FF #7

Story by
Art by
Michael Allred
Colors by
Laura Allred
Letters by
Clayton Cowles
Cover by
Marvel Comics

"FF" #7 wraps up the storyline involving the Wizard and Blastaar kidnapping Bentley-23, Medusa and the rest of the Future Foundation, but that's not the important part of this comic. The big thing for me is that with this issue, Matt Fraction and Michael Allred have completely settled into finding a strong voice for "FF," one readers can depend on to provide fun every month. And for me, that's a big victory.

"FF" has a huge cast (four main members, twelve kids under their care, and the possibly-returned Human Torch) and it's much to Fraction's credit that even though we rarely see all of them each month, it never feels like we aren't getting enough of the characters. Fraction's been rotating them around month in and month out, so sometimes we get a spotlight on She-Hulk, the next time it might be Bentley-23 and Medusa. It's very much an old school "Legion of Super-Heroes" approach, and I like it. In many ways it helps solidify the feeling that "FF" has become a strange extended family in its own right, as the different characters bustle back and forth, support one another, and push each other to the forefront as the situation warrants it.

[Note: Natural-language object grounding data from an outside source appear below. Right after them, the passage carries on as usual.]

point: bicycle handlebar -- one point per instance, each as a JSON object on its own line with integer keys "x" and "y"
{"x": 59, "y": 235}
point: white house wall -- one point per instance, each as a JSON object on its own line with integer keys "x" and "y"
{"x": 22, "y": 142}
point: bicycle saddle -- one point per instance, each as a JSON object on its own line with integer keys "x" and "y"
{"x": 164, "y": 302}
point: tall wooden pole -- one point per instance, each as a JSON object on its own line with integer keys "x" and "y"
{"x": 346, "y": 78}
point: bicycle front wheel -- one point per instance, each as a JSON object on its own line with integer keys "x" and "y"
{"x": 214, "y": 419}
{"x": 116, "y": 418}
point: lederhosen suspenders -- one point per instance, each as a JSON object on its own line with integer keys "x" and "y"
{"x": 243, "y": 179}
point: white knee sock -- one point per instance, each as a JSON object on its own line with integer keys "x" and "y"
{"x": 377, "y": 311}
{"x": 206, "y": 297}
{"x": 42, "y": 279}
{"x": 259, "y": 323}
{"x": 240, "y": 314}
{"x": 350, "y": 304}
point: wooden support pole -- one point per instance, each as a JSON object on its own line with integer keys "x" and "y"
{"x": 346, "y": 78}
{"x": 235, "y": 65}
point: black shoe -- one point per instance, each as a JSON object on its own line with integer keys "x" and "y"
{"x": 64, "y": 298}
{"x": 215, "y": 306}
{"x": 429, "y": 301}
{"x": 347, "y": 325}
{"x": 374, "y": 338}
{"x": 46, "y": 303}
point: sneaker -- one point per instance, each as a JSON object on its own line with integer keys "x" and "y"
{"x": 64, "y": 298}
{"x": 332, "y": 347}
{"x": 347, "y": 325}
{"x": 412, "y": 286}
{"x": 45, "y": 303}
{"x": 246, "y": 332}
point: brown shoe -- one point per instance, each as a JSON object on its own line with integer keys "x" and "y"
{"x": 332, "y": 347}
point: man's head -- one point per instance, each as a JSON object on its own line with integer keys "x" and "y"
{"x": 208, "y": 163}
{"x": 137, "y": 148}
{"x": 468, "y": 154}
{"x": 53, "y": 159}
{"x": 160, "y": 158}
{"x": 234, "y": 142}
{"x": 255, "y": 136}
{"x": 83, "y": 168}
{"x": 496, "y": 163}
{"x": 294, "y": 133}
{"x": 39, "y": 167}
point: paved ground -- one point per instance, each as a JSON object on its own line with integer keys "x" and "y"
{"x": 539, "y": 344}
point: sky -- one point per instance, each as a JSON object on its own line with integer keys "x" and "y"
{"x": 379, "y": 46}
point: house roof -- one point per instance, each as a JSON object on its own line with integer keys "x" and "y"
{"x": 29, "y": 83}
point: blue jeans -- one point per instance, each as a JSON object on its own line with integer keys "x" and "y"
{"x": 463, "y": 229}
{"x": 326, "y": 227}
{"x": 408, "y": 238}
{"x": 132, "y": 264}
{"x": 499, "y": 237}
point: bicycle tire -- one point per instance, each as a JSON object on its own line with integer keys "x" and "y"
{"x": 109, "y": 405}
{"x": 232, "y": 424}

The plot itself feels at times almost incidental to the character arcs, but it's still satisfying. The defeat of the Wizard and Blastaar is fun (the latter tying into recent issues of "Fantastic Four"), and it's nice to see some of the kids in the mix to help with that victory as they use their own special abilities. More important, though, is the character growth for the others. Bentley-23's position among the Future Foundation is the most prominent one, of course, but I was especially impressed with what Fraction does with both Scott Lang and Darla Deering this issue. Lang's still-emotionally-damaged personality is taking early steps towards healing, and I love Darla's answer to the rhetorical, "Who are you?" question. It's a little verbose, sure, but it's also Darla in a nutshell and it makes me love her inclusion that much more. With the little interactions presented between Darla and Scott, it's a great little moment that no matter what the direction holds a lot of promise.

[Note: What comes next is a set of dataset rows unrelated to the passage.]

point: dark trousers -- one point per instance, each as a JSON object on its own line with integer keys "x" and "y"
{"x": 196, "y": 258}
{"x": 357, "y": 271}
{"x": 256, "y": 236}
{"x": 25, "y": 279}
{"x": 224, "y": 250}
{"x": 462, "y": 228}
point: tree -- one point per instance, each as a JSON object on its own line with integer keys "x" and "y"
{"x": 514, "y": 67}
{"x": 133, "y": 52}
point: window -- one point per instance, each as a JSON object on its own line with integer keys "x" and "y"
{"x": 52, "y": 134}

Allred's art is strong as ever. At this point if you've ever encountered a comic drawn by Allred you'll know what to expect; smooth ink lines, fun expressions, limber characters, and most importantly a sense of fun. The warped Negative Zone version of the Future Foundation building is silly and great, the robot containing the four Moloids is so entertaining I wish it hadn't been relegated to the background, and the invention created by Bentley-23 looks wonderfully retro. Add in a good ability to draw fight scenes and we end up with a winner from Allred, once again.

"FF" #7 is one of those books that feels like a comfortable old bathrobe. It's just pleasant to slip into on a regular basis. "FF" has turned into a book that feels -- even more so than "Fantastic Four" these days -- all about family. And that's something I appreciate. This might be a group of random misfit characters thrown together, but you know what? They make it work.